Home | About | Sematext search-lucene.com search-hadoop.com
 Search Hadoop and all its subprojects:

Switch to Threaded View
HDFS, mail # user - Re: Chaning Multiple Reducers: Reduce -> Reduce -> Reduce


Copy link to this message
-
Re: Chaning Multiple Reducers: Reduce -> Reduce -> Reduce
Michael Segel 2012-10-08, 22:50
Jim,

You can use the combiner as a reducer albeit you won't get down to a single reduce file output. But you don't need that.
As long as the output from the combiner matches the input to the next reducer you should be ok.

Without knowing the specifics, all I can say is TANSTAAFL that is to say that in a map/reduce paradigm you need to have some sort of mapper.

I would also point you to look at using HBase and temp tables. While the writes have more overhead than writing directly to HDFS, it may make things a bit  more interesting.
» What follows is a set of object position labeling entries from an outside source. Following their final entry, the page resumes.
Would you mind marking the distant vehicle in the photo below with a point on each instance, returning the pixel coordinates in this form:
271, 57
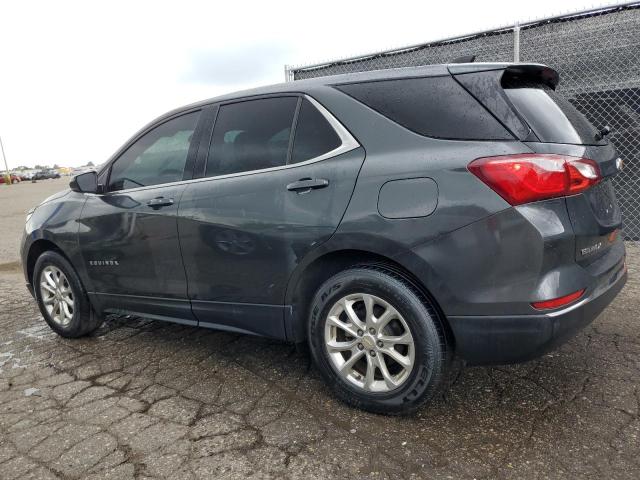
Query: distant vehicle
45, 174
14, 178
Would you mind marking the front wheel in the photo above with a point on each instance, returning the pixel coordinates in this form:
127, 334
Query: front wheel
61, 297
377, 341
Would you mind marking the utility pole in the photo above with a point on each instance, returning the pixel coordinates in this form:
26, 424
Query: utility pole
7, 178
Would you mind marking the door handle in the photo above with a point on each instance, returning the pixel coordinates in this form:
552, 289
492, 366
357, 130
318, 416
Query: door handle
159, 202
305, 185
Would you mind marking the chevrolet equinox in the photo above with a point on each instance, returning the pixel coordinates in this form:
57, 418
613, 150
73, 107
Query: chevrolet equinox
392, 220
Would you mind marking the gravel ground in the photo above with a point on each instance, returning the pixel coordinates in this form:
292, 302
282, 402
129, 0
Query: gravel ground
142, 399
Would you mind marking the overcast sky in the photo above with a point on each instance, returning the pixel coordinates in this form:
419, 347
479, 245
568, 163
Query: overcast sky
77, 79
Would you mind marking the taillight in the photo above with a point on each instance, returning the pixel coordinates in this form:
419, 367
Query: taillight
524, 178
558, 302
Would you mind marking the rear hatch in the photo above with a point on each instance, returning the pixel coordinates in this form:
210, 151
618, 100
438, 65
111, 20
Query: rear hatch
524, 99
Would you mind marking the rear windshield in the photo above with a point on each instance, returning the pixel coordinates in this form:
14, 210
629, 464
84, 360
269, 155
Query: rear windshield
551, 117
431, 106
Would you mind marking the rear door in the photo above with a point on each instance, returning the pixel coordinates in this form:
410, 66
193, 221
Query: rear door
279, 175
129, 235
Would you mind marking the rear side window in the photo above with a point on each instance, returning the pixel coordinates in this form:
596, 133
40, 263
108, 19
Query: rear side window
552, 118
431, 106
314, 135
251, 135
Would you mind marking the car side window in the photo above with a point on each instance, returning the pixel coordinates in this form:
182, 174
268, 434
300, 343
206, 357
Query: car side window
251, 135
159, 156
314, 135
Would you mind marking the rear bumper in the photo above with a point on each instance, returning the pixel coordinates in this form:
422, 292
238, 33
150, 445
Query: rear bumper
487, 340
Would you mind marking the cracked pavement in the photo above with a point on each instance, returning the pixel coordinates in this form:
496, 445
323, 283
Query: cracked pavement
147, 399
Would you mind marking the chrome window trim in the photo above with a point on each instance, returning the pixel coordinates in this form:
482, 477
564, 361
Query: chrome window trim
348, 143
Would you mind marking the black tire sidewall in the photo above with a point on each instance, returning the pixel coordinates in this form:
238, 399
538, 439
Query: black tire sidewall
82, 313
430, 355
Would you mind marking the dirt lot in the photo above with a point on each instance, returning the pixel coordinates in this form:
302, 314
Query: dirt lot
146, 399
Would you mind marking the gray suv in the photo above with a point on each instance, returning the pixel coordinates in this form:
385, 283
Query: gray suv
391, 220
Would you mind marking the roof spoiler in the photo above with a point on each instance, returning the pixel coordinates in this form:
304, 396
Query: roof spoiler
512, 71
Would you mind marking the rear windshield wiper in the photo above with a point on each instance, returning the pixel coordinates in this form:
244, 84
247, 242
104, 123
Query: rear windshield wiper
602, 132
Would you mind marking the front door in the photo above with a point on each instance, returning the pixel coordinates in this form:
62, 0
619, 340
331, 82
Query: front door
128, 235
274, 190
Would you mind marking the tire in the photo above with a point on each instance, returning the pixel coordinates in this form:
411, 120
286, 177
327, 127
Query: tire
412, 386
74, 320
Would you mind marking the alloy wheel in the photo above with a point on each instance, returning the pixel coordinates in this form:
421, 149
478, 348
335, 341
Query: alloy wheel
369, 343
57, 295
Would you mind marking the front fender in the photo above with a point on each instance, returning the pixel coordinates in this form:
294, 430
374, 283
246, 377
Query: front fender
55, 222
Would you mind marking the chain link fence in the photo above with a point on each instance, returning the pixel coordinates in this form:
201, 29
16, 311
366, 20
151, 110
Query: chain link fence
596, 52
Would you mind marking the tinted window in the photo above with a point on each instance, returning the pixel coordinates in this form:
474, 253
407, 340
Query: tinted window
251, 135
157, 157
314, 135
552, 118
432, 106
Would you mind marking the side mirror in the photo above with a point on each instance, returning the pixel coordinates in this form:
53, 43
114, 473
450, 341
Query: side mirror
85, 183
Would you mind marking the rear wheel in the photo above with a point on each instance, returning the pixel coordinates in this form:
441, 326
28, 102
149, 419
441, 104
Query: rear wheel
62, 300
376, 341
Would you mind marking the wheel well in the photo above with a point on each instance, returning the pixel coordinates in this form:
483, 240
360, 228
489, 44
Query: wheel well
322, 268
38, 248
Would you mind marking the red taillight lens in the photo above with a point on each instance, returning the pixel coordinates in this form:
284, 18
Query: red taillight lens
558, 302
527, 178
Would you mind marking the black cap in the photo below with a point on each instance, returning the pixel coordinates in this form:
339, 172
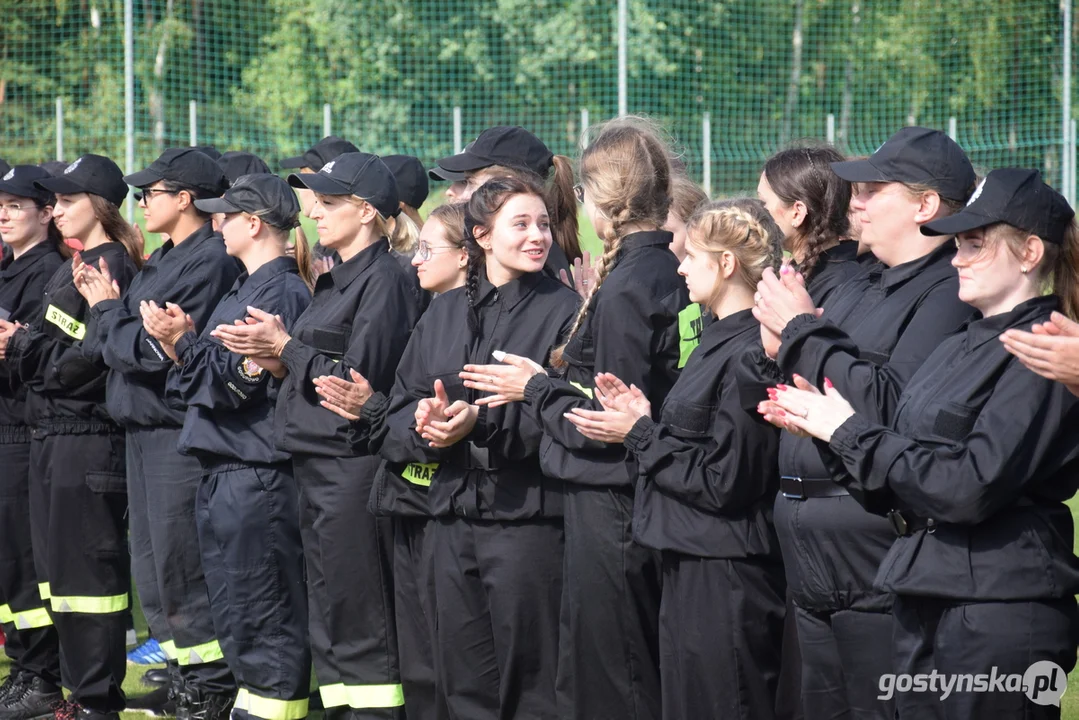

Again, the usual caveats about YMMV and things.

-Mike

On Oct 8, 2012, at 3:53 PM, Jim Twensky <[EMAIL PROTECTED]> wrote:

> Hi Mike,
>
> I'm already doing that but the output of the reduce goes straight back
> to HDFS to be consumed by the next Identity Mapper. Combiners just
> reduce the amount of data between map and reduce whereas I'm looking
> for an optimization between reduce and map.
>
> Jim
>
> On Mon, Oct 8, 2012 at 2:19 PM, Michael Segel <[EMAIL PROTECTED]> wrote:
>> Well I was thinking ...
>>
>> Map -> Combiner -> Reducer -> Identity Mapper -> combiner -> reducer -> Identity Mapper -> combiner -> reducer...
>>
>> May make things easier.
>>
>> HTH
>>
>> 0Mike
>>
>> On Oct 8, 2012, at 2:09 PM, Jim Twensky <[EMAIL PROTECTED]> wrote:
>>
>>> Thank you for the comments. Some similar frameworks I looked at
>>> include Haloop, Twister, Hama, Giraph and Cascading. I am also doing
>>> large scale graph processing so I assumed one of them could serve the
>>> purpose. Here is a summary of what I found out about them that is
>>> relevant:
>>>
>>> 1) Haloop and Twister: They cache static data among a chain of
>>> MapReduce jobs. The main contribution is to reduce the intermediate
>>> data shipped from mappers to reducers. Still, the output of each
>>> reduce goes to the file system.
>>>
>>> 2) Cascading: A higher level API to create MapReduce workflows.
>>> Anything you can do with Cascading can be done practically by more
>>> programing effort and using Hadoop only. Bypassing map and running a
>>> chain of sort->reduce->sort->reduce jobs is not possible. Please
>>> correct me if I'm wrong.
>>>
>>> 3) Giraph: Built on the BSP model and is very similar to Pregel. I
>>> couldn't find a detailed overview of their architecture but my
>>> understanding is that your data needs to fit in distributed memory,
>>> which is also true for Pregel.
>>>
>>> 4) Hama: Also follows the BSP model. I don't know how the intermediate
>>> data is serialized and passed to the next set of nodes and whether it
>>> is possible to do a performance optimization similar to what I am
>>> asking for. If anyone who used Hama can point a few articles about how
>>> the framework actually works and handles the messages passed between
>>> vertices, I'd really appreciate that.
>>>
>>> Conclusion: None of the above tools can bypass the map step or do a
>>> similar performance optimization. Of course Giraph and Hama are built
>>> on a different model - not really MapReduce - so it is not very
>>> accurate to say that they don't have the required functionality.
>>>
>>> If I'm missing anything and.or if there are folks who used Giraph or
>>> Hama and think that they might serve the purpose, I'd be glad to hear
>>> more.
>>>
>>> Jim
>>>
>>> On Mon, Oct 8, 2012 at 6:52 AM, Michael Segel <[EMAIL PROTECTED]> wrote:
>>>> I don't believe that Hama would suffice.
>>>>
>>>> In terms of M/R where you want to chain reducers...
>>>> Can you chain combiners? (I don't think so, but you never know)
>>>>
>>>> If not, you end up with a series of M/R jobs and the Mappers are just identity mappers.
>>>>
>>>> Or you could use HBase, with a small caveat... you have to be careful not to use speculative execution and that if a task fails, that the results of the task won't be affected if they are run a second time. Meaning that they will just overwrite the data in a column with a second cell and that you don't care about the number of versions.